Furthermore, we think that there cannot be a decision *Page 140 by the court that the person stated to be then insane is then sane without an investigation into the question of the sanity of the accused. The statute gives the court an option as to how it shall proceed under the circumstances. The court may itself proceed to examine into the question of the sanity or insanity of such person, or may impanel a jury for such purpose. The investigation must be conducted in one or the other of the methods indicated, and must be conducted whenever in good faith it is stated to the court that the defendant at the time of the trial is not then sane. In other words, under the circumstances of this record, the court is compelled to investigate the question of the sanity of the accused, and hence the accused is assured of an inquiry into his mental condition, not at the discretion of the court, but as a matter of right. This the trial court never gave.

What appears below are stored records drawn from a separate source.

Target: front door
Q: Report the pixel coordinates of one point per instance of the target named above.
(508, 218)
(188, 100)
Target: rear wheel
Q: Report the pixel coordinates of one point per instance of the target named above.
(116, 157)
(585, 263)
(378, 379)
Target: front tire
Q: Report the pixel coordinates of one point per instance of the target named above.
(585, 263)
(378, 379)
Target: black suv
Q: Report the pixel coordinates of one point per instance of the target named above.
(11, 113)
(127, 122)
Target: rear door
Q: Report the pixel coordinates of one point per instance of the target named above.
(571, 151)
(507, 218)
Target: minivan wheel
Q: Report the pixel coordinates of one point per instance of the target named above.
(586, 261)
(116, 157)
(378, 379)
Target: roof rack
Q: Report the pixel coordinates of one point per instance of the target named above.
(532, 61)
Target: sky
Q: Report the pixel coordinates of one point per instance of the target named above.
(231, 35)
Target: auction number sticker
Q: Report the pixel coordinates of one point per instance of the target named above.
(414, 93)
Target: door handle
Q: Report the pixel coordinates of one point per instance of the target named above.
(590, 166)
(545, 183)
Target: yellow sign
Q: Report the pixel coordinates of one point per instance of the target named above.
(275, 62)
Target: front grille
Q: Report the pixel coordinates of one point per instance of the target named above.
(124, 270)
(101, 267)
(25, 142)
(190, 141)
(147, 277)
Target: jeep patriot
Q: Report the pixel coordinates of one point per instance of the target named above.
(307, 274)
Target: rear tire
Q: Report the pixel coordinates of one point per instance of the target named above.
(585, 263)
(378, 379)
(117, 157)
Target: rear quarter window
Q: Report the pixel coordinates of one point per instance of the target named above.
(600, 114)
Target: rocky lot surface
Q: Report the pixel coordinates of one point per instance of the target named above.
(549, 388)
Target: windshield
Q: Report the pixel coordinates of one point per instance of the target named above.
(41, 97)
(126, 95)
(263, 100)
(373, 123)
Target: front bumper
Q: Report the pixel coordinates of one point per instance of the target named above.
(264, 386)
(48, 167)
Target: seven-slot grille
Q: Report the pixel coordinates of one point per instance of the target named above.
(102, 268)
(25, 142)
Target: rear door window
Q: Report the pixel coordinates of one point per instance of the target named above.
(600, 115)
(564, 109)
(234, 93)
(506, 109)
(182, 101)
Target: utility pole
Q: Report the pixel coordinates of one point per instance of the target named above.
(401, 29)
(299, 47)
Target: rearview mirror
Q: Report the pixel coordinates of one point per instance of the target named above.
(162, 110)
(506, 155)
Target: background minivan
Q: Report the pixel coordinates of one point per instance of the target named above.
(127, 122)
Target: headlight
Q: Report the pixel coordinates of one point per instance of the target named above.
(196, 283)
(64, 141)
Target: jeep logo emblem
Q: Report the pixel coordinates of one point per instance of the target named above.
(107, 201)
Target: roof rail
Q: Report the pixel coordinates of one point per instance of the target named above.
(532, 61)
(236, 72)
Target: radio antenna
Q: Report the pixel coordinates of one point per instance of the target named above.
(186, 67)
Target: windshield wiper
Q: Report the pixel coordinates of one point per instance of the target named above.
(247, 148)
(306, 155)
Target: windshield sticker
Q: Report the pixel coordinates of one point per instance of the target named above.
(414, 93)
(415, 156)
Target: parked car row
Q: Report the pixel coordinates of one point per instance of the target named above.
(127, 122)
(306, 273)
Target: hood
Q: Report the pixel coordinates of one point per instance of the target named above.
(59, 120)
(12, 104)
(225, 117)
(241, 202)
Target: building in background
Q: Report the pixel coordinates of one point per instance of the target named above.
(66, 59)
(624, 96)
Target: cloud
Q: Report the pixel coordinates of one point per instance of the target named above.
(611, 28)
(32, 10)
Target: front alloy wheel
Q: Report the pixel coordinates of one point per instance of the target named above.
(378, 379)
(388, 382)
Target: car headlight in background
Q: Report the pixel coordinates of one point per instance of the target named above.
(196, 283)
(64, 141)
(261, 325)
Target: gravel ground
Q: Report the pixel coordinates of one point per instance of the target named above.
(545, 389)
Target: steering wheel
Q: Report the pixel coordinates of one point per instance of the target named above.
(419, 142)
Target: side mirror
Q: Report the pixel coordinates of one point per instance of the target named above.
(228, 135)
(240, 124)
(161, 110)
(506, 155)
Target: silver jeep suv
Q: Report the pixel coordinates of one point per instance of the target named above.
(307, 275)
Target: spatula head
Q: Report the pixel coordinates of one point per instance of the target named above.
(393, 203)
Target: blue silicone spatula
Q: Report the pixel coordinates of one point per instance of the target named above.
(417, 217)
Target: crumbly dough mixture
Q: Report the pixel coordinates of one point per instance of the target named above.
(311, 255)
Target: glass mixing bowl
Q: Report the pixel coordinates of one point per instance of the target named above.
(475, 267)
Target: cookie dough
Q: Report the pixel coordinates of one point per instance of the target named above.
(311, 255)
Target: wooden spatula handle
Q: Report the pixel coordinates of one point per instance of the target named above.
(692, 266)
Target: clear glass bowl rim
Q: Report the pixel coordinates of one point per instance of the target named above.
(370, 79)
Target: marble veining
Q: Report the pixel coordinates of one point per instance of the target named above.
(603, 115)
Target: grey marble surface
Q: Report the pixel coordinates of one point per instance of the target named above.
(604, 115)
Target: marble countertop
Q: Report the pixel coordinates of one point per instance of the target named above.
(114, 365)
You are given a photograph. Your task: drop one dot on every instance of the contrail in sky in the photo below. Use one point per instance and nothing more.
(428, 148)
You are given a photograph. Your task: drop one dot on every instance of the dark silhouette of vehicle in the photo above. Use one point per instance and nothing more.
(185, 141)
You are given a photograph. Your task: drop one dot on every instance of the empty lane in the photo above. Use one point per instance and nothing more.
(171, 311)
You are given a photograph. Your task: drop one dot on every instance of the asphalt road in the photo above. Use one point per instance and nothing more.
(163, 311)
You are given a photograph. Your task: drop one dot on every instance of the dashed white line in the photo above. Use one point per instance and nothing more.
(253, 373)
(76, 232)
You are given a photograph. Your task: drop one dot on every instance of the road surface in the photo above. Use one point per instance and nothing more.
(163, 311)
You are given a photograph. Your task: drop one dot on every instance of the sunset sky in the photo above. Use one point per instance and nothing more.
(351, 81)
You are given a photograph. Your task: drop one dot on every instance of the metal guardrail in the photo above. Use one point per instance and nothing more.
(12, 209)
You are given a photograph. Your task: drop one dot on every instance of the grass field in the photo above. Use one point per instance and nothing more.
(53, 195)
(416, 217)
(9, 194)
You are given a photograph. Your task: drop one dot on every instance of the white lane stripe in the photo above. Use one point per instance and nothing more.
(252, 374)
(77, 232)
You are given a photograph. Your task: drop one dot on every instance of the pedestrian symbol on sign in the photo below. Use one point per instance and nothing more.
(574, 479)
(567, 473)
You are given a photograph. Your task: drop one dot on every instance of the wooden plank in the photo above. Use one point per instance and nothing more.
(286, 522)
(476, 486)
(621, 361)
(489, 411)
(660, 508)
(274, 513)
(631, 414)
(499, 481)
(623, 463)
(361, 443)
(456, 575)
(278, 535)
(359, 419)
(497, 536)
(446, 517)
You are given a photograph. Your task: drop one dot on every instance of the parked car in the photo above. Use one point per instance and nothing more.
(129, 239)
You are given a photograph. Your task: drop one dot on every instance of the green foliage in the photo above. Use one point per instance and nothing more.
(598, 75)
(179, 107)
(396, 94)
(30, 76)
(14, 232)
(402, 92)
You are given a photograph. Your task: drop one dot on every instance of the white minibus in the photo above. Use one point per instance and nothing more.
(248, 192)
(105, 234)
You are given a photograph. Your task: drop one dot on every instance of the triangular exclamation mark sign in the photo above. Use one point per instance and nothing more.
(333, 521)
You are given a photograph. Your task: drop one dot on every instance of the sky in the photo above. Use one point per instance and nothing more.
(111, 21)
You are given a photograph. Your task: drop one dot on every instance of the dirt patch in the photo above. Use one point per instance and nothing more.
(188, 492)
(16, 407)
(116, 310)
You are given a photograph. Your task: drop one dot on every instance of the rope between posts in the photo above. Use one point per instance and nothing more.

The case of People v. Hickman, 204 Cal. 470, 268 P. 909,270 P. 1117, has no bearing upon this controversy. In that case a judicial determination of the sanity of Hickman was made. Here the accused has never had a judicial inquiry into his mental condition. He is entitled to such an investigation as a matter of right.
Entertaining these views, the judgment of the Court of Appeals will be reversed and the cause remanded for further proceedings according to law.
Judgment reversed and cause remanded.
KINKADE, ROBINSON, JONES and MATTHIAS, JJ., concur.
*Page 141MARSHALL, C.J., and DAY, J., dissent.